Als Beilage zu den Krautwickeln servierte man Kartoffeln und Mămăligă (Maisbrei). Für einen zusätzlichen Genuss dienten gebratene Speckstücke.

Für jeden Mann und jede Frau etwas geboten

“Bitte zugreifen!” Auch die Grilliaschschnitte wurden zubereitet.
“Sächsisches 7 Pfund-Brot” brachte Hans Böhmer aus Sachsen mit.
Alte Weisen gespielt von Jürgen Mezger, spornten zum Singen an.
Alles will gelernt sein, auch die Tanzschritte.
Spaziergänge an der frischen Luft im schönen Allgäu.
Omas Stickereien wurde auch präsentiert.

Was auch dieses Mal nicht gefehlt hat: Wein aus dem Banat – aus Bakowa. Auch Trinkwasser, abgefüllt in Sanktandres an der “Weiß-Brick”, konnte ausgeschenkt werden.

Es wurden Gruppenfotos geschossen. Die Stimmung des Jahrganges 1966 war ausgelassen gut (s. Foto).

Fotos und Videos stammen von Helmuth Heffler, Elisabeth Mezger, Juliane Wolf und Hans Janzer.

Der Höhepunkt der Veranstaltung dürfte wohl auch in diesem Jahr der Auftritt der singAndreser am Samstagabend gewesen sein. Mit Danksagungen an die Chorleiterin Heidi, an das Organisationsteam, an die vielen Helferinnen und Helfer, mit viel Humor, guter Stimmung und viel Applaus endete der musikalische Teil.
Anschließend wurde mit den 60-Jährigen feierlich mit Sekt angestoßen.
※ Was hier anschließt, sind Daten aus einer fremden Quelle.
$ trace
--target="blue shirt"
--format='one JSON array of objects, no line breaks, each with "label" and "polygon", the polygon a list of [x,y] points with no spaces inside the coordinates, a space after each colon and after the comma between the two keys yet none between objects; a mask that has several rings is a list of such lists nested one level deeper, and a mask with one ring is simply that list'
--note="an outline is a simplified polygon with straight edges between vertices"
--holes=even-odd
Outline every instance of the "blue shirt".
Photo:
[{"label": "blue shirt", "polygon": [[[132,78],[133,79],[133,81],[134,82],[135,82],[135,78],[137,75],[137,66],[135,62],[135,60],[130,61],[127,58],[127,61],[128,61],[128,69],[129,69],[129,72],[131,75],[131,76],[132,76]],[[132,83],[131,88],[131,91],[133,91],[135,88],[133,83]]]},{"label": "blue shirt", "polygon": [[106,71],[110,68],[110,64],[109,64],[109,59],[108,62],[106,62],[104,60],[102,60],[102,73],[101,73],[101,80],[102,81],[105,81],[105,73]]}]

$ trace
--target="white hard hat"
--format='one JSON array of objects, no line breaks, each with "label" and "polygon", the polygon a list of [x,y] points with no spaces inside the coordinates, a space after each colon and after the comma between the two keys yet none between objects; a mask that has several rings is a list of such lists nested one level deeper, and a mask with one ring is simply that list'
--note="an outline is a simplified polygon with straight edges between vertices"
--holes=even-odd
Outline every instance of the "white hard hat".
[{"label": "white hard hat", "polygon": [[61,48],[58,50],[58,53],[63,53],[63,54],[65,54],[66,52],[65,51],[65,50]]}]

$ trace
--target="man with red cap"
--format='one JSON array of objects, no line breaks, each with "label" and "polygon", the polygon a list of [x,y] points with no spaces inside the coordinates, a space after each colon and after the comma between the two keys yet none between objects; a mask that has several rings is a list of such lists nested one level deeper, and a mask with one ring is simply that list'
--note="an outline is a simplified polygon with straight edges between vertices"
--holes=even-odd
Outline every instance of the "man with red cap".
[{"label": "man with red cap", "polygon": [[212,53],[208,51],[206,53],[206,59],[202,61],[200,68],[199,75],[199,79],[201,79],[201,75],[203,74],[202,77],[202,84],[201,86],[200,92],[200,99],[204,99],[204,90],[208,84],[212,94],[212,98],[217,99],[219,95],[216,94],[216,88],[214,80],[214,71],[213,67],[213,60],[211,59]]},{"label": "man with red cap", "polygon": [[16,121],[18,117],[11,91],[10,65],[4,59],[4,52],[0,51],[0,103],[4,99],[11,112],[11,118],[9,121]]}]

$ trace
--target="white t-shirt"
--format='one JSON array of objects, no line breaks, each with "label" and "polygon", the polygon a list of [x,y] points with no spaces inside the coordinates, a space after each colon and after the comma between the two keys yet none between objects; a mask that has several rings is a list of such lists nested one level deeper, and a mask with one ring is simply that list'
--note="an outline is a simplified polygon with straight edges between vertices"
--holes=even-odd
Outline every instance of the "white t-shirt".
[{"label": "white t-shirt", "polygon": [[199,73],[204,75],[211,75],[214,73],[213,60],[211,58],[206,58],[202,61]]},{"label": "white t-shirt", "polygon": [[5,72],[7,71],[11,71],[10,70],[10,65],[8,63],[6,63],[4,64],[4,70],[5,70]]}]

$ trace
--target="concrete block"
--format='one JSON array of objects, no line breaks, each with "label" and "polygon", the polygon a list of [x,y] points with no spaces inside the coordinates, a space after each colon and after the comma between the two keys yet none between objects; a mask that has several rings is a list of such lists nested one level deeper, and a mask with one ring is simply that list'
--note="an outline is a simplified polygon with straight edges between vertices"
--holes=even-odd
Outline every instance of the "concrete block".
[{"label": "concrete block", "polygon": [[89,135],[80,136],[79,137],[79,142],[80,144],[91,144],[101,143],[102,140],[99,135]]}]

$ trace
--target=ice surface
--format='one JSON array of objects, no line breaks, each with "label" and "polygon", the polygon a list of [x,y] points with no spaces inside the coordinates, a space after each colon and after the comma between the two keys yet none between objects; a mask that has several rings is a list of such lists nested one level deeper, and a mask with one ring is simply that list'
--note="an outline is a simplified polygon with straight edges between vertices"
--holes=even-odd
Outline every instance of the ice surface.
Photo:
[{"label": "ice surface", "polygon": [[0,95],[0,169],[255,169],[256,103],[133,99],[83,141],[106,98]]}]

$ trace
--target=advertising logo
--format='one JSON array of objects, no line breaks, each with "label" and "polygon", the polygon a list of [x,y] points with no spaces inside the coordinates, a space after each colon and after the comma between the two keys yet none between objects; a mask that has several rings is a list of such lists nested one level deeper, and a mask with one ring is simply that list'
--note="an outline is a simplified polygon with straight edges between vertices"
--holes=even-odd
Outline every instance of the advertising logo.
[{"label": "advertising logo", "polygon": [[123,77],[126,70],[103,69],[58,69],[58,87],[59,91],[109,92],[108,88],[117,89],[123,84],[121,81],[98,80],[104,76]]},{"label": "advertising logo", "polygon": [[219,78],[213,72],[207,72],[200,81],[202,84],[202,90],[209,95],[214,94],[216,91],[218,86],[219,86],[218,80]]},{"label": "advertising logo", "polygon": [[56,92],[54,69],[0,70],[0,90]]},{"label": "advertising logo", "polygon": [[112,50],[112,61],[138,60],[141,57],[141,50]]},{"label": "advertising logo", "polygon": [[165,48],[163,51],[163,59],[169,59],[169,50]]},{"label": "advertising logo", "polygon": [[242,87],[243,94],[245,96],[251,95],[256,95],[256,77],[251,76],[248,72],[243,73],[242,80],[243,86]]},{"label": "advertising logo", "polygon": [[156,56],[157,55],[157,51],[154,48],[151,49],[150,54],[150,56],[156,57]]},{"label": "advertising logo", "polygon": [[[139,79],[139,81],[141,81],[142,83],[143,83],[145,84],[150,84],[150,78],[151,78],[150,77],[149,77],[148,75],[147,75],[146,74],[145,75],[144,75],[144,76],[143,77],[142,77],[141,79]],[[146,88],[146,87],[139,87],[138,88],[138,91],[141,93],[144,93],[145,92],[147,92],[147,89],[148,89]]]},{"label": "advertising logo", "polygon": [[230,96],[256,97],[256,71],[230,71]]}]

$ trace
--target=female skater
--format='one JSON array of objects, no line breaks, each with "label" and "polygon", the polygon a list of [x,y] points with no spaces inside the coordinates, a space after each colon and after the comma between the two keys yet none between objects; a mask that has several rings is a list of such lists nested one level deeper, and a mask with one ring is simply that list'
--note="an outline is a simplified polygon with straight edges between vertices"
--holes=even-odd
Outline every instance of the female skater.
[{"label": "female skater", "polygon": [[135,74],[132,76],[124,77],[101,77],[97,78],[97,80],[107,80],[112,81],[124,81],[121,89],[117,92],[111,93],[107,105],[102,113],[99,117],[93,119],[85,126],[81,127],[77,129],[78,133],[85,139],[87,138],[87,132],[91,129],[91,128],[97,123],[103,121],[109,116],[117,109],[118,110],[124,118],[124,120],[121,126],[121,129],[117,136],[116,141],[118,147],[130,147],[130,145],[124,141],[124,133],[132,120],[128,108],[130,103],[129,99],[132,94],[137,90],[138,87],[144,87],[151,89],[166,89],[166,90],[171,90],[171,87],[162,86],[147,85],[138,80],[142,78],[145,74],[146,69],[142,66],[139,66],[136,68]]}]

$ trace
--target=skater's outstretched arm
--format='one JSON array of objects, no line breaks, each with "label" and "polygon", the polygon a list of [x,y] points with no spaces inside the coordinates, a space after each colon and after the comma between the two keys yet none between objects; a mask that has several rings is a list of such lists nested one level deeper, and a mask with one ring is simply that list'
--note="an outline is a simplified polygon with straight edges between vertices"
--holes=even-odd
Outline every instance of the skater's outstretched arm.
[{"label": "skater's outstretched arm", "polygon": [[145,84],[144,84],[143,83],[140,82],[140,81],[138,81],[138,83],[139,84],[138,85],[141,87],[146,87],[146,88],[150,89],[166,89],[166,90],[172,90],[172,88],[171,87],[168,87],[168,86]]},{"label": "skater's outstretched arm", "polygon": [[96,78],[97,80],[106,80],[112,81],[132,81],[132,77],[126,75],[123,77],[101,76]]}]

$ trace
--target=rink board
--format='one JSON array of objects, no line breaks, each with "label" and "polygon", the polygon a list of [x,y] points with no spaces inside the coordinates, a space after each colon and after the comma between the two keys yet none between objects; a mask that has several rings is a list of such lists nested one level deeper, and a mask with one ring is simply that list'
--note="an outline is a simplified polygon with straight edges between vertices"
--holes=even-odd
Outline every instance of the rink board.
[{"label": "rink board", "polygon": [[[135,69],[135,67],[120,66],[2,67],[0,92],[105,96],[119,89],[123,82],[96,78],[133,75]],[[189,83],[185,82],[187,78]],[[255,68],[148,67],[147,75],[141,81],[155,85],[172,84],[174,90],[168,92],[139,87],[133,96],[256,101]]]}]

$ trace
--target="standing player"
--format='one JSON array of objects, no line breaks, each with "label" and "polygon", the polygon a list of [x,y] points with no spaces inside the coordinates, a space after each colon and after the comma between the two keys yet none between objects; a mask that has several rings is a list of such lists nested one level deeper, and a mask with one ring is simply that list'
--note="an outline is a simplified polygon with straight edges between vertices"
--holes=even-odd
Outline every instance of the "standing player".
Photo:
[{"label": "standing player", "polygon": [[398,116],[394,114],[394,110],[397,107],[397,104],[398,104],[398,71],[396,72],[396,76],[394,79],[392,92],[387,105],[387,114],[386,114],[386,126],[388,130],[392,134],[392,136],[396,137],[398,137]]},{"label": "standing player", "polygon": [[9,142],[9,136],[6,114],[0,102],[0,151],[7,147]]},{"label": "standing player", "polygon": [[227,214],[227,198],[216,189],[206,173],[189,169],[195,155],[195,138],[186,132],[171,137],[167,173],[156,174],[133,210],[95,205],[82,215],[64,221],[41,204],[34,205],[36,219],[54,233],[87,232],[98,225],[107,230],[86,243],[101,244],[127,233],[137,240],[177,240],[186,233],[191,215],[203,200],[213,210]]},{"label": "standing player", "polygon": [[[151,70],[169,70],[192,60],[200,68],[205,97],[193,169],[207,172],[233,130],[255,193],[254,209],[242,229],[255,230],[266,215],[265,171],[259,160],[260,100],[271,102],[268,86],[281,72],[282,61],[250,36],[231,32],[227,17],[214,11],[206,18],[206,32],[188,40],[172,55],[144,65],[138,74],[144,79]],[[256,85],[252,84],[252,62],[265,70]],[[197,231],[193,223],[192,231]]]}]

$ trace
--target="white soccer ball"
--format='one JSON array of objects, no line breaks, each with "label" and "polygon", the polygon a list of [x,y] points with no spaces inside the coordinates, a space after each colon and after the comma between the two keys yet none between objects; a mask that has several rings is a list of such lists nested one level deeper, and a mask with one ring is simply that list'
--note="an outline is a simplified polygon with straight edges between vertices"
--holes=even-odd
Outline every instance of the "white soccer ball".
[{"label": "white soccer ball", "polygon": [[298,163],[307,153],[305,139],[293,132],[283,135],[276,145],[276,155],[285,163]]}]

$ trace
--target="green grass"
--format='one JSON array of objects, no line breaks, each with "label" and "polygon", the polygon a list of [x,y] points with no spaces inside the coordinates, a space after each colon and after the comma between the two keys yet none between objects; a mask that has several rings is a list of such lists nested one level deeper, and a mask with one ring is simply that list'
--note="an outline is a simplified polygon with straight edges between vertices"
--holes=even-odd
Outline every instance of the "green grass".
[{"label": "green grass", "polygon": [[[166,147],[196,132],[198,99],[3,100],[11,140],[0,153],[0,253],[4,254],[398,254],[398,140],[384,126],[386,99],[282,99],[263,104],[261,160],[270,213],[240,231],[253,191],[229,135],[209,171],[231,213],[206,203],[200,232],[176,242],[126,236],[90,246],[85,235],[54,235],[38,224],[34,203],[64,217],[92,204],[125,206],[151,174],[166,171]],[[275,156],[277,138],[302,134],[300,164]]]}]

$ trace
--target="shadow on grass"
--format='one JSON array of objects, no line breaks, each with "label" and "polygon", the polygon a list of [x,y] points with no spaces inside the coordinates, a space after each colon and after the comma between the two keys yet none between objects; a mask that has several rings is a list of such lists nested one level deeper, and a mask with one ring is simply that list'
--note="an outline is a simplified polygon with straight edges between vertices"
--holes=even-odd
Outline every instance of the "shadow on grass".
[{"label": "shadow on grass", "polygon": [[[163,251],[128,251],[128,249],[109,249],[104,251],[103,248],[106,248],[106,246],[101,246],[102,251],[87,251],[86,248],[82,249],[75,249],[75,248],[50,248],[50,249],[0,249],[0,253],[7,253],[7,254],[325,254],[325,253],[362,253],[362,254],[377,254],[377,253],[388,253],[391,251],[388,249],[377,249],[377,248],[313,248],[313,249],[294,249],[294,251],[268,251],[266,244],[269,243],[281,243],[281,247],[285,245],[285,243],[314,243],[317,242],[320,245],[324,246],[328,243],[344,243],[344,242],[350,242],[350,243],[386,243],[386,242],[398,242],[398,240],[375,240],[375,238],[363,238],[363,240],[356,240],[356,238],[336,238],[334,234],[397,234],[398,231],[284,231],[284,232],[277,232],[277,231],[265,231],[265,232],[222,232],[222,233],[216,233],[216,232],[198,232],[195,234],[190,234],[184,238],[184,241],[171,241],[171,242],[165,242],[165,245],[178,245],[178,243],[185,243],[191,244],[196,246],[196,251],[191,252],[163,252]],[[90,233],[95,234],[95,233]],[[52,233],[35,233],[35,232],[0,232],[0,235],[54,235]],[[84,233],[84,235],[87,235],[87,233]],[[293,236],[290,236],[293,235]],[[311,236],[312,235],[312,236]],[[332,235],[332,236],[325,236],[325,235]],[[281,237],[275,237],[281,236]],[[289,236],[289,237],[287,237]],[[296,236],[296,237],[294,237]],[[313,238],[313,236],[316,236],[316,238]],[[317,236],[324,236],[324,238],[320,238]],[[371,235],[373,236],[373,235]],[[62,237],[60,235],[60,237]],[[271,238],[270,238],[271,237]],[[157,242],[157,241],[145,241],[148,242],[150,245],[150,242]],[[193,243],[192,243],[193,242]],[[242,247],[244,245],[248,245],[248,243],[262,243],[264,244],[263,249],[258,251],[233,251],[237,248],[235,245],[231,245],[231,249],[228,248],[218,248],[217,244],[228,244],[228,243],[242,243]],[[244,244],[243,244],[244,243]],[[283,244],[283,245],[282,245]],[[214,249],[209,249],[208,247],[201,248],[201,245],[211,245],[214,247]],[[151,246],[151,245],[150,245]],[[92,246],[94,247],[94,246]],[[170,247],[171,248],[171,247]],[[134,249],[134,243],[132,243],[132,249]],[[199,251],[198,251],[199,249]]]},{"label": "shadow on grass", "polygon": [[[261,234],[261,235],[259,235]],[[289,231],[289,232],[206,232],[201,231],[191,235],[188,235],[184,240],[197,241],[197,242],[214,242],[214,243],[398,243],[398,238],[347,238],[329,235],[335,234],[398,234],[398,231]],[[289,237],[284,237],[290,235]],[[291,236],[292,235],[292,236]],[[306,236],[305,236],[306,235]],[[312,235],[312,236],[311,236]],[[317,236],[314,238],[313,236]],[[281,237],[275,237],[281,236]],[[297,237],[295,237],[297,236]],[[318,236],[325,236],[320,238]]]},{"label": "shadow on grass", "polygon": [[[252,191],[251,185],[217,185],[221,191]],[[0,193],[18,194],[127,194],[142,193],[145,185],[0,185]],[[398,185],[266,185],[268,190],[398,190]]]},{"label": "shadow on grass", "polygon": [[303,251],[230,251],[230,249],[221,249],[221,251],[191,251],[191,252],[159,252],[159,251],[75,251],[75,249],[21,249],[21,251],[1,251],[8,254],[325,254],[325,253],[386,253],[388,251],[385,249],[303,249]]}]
Ausschnitt vom Chorauftritt: “Mir trinke e Viertele”. Uf Schwowisch klingt’s eenfach besser.

Am Sonntagmorgen war der Frühstückstisch reichlich nach dem Motto “Was das Herz begehrt” gedeckt. Alle Anwesenden schwärmten von dem gelungenen IV. Sanktandreser Brauchtumsseminar 2026. Das V. Seminar wird im Mai 2028 zur Austragung kommen. Der Eine oder Andere auf dem Wieshof wird bestimmt wiederkommen. Denn: “Der ist nicht fremd, wer teilzunehmen weiß.”
(Johann Wolfgang von Goethe).

Dieses Projekt wurde durch das Kulturwerk der Banater Schwaben Bayern aus Mitteln des Bayerischen Staatsministeriums für Familie, Arbeit und Soziales gefördert, wofür die HOG Sanktandres sich herzlich bedanken möchte.